Liputan6.com, Pyongyang - Kim Jong Un mengatakan bahwa diplomasi masa lalu Korea Utara dengan Amerika Serikat (AS) hanya membuktikan "permusuhan AS yang tak berubah" terhadap negaranya. Hal ini disampaikan dalam laporan media Korea Utara pada Jumat (22/11/2024), beberapa bulan sebelum Donald Trump kembali ke Gedung Putih.

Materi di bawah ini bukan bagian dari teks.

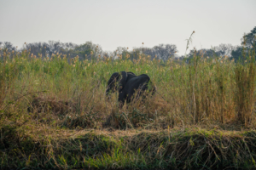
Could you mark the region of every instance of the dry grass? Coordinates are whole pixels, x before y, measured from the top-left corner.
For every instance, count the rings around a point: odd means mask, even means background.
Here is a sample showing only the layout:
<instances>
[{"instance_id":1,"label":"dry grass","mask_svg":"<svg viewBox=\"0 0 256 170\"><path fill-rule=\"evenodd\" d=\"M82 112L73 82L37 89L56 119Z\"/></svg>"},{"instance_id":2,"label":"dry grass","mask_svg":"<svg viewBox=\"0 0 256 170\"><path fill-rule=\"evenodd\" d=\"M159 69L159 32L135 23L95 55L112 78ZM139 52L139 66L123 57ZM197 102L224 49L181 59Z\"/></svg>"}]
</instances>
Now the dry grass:
<instances>
[{"instance_id":1,"label":"dry grass","mask_svg":"<svg viewBox=\"0 0 256 170\"><path fill-rule=\"evenodd\" d=\"M177 64L143 54L96 62L1 53L1 168L255 167L253 58ZM157 93L119 108L105 89L120 71L148 72Z\"/></svg>"}]
</instances>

Selama masa jabatannya, Trump bertemu dengan Kim Jong Un tiga kali, meskipun AS gagal membuat kemajuan berarti dalam upaya denuklirisasi Korea Utara.
Baca Juga
Sejak pertemuan kedua Kim Jong Un dengan Trump yang gagal di Hanoi pada Februari 2019, Korea Utara meninggalkan diplomasi dan lebih fokus pada pengembangan senjata, sembari menolak tawaran pembicaraan dari AS.
Advertisement
Dalam pidatonya pada Kamis di sebuah pameran pertahanan yang menampilkan sistem senjata paling canggih milik Korea Utara, Kim Jong Un tidak menyebut Trump secara langsung. Namun, pembicaraan tingkat tinggi terakhir dengan AS terjadi pada masa pemerintahannya.
"Kami sudah mencapai batas dalam bernegosiasi dengan Amerika Serikat. Yang kami pastikan adalah kebijakan kekuatan besar yang bermusuhan dan agresif terhadap Korea Utara tidak akan berubah," kata Kim Jong Un, menurut Kantor Berita Pusat Korea (KCNA)Â seperti dikutip dari CNA, Sabtu (23/11).
"Sebagai gantinya, Pyongyang menyadari bahwa Washington memiliki sikap yang kuat, tak berubah, serta kebijakan yang terus-menerus agresif dan bermusuhan terhadap Korea Utara."
Gambar-gambar yang dirilis oleh KCNA menunjukkan rudal balistik antarbenua (ICBM), rudal hipersonik, peluncur roket multipel, dan drone yang dipamerkan di acara tersebut.
Acara itu, sebut KCNA, menampilkan produk terbaru dari kelompok ilmiah dan teknologi pertahanan nasional DPRK, dengan senjata strategis dan taktis yang telah diperbarui dan dikembangkan lebih lanjut.
Kim Jong Un juga menyatakan bahwa belum pernah sebelumnya Semenanjung Korea menghadapi situasi yang bisa berujung pada perang nuklir yang paling destruktif sejak Perang Dunia II.
Dalam beberapa bulan terakhir, Korea Utara mempererat hubungan militer dengan Rusia. AS dan Korea Selatan menyebutkan bahwa Pyongyang telah mengirim ribuan tentara ke Rusia untuk mendukung perangnya melawan Ukraina.
Jatuh Cinta
Beberapa bulan setelah KTT pertama Kim Jong Un dan Trump di Singapura pada Juni 2018, Trump mengatakan bahwa dia dan Kim Jong Un telah "jatuh cinta".
Sebuah buku terbitan 2020 mengungkapkan bahwa Kim Jong Un menggunakan pujian berlebihan dan bahasa yang sangat formal, bahkan menyebut Trump dengan "Yang Mulia" dalam surat-surat yang mendekatkannya dengan mantan presiden itu.
Namun, pertemuan kedua mereka pada 2019 gagal karena perbedaan soal keringanan sanksi dan apa yang bersedia dikorbankan oleh Korea Utara.
Pada Juli lalu, Trump mengatakan tentang Kim Jong Un, "Saya rasa dia merindukan saya" dan "Menyenangkan rasanya bergaul dengan seseorang yang memiliki banyak senjata nuklir".
Sementara itu, pernyataan Korea Utara yang dirilis pada bulan yang sama menyebutkan, meski Trump berusaha mencerminkan "hubungan pribadi khusus" antara kedua pemimpin, dia tidak membawa perubahan positif yang substansial.
"Pun jika ada pemerintahan baru yang menjabat di AS, iklim politik yang dipenuhi pertikaian antar kedua partai tidak akan berubah dan karena itu, kami tidak peduli," bunyi pernyataan itu.